Keep schema registry up to date
thekingofcity opened this issue · 1 comments
Problem description
Schema Registry will upgrade the internal Avro to 1.11 which will break the compatibility of the current implementation.
Problem location
Avro deserialization schema
Suggestions for an improvement
To add some more details, the schema registry update would break the tests of interpreting with Avro's GenericRecord
in both reader and writer, more specificly, this test case for example:
Error stacktrace:
2022-04-27 17:27:43,740 ERROR io.pravega.connectors.flink.FlinkPravegaReader [] - Exception occurred while creating a Pravega EventStreamReader to read events
org.apache.flink.streaming.runtime.tasks.ExceptionInChainedOperatorException: Could not forward element to next operator
at org.apache.flink.streaming.runtime.tasks.CopyingChainingOutput.pushToOperator(CopyingChainingOutput.java:99) ~[flink-streaming-java_2.12-1.14.0.jar:1.14.0]
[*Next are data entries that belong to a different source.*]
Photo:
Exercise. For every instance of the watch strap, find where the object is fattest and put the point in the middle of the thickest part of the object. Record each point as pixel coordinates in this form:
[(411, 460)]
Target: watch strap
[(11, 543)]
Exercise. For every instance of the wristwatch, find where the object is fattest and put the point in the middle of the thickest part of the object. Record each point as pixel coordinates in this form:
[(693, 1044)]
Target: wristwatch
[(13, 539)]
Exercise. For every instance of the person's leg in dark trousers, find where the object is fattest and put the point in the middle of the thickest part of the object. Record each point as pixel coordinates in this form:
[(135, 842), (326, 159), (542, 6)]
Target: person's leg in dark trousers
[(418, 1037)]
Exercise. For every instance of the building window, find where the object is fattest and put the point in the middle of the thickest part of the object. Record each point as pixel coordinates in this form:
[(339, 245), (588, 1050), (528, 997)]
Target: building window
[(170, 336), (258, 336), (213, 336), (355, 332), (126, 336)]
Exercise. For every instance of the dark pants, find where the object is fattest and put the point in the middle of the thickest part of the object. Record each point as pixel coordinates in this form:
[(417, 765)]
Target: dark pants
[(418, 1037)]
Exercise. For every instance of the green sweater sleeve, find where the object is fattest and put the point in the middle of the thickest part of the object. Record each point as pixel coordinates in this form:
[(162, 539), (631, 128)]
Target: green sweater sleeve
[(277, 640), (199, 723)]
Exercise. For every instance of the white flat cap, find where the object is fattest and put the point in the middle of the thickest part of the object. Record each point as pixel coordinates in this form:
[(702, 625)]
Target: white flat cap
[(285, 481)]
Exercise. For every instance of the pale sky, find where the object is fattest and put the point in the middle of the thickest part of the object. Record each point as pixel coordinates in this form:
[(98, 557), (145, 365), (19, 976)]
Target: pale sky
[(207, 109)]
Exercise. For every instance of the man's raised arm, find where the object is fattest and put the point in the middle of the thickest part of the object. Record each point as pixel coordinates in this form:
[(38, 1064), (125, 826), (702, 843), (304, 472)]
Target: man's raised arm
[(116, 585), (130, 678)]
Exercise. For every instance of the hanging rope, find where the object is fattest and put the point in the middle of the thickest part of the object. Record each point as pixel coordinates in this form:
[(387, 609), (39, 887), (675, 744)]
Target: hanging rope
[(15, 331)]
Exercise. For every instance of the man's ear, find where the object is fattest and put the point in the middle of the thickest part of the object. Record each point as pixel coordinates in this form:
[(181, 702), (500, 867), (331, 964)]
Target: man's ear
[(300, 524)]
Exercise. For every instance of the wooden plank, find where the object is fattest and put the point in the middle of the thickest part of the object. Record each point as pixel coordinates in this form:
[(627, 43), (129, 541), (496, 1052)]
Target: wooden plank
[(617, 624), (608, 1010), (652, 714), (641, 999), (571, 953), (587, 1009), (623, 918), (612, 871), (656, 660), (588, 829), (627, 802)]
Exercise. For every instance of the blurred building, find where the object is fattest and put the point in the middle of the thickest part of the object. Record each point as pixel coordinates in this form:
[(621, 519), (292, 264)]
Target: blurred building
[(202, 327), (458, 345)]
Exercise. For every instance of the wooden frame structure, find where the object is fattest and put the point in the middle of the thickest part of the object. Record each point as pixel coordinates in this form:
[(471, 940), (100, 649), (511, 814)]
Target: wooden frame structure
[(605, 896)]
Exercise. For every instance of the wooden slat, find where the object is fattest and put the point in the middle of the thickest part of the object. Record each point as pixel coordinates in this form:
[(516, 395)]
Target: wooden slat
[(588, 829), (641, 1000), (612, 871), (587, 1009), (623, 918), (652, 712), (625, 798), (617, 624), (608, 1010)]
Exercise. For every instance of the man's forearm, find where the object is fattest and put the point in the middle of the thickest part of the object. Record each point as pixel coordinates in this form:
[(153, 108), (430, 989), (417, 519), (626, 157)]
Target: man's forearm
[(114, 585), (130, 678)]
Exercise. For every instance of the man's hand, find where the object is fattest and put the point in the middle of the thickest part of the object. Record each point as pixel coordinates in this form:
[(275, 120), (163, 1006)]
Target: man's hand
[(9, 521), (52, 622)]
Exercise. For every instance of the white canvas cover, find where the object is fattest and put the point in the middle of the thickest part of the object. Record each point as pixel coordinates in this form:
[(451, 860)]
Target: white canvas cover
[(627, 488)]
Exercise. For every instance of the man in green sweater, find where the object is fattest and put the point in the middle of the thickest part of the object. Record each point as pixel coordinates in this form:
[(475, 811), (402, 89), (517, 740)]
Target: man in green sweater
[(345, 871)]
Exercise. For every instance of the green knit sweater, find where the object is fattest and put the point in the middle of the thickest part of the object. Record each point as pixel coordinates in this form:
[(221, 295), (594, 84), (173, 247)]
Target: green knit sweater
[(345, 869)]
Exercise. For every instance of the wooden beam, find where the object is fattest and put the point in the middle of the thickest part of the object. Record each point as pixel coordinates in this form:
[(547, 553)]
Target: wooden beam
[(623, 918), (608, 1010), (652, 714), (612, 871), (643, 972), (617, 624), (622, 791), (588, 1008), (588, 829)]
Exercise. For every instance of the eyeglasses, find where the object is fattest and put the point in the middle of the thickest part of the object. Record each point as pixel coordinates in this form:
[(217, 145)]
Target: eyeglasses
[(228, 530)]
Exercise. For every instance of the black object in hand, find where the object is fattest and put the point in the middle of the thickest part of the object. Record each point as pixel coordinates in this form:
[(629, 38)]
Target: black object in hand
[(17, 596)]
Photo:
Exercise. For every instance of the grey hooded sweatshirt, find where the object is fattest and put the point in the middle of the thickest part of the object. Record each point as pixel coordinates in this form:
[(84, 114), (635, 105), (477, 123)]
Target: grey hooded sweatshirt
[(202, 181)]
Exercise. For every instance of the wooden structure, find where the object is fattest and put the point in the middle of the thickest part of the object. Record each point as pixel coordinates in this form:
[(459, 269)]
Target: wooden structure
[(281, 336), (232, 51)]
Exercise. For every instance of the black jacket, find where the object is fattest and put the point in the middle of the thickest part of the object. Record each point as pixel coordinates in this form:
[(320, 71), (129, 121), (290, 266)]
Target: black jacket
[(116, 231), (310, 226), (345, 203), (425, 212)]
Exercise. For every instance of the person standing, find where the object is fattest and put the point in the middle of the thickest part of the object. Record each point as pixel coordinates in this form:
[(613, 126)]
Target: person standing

at org.apache.flink.streaming.runtime.tasks.CopyingChainingOutput.collect(CopyingChainingOutput.java:57) ~[flink-streaming-java_2.12-1.14.0.jar:1.14.0]
at org.apache.flink.streaming.runtime.tasks.CopyingChainingOutput.collect(CopyingChainingOutput.java:29) ~[flink-streaming-java_2.12-1.14.0.jar:1.14.0]
at org.apache.flink.streaming.api.operators.CountingOutput.collect(CountingOutput.java:56) ~[flink-streaming-java_2.12-1.14.0.jar:1.14.0]
at org.apache.flink.streaming.api.operators.CountingOutput.collect(CountingOutput.java:29) ~[flink-streaming-java_2.12-1.14.0.jar:1.14.0]
at org.apache.flink.streaming.api.operators.StreamSourceContexts$ManualWatermarkContext.processAndCollect(StreamSourceContexts.java:418) ~[flink-streaming-java_2.12-1.14.0.jar:1.14.0]
at org.apache.flink.streaming.api.operators.StreamSourceContexts$WatermarkContext.collect(StreamSourceContexts.java:513) ~[flink-streaming-java_2.12-1.14.0.jar:1.14.0]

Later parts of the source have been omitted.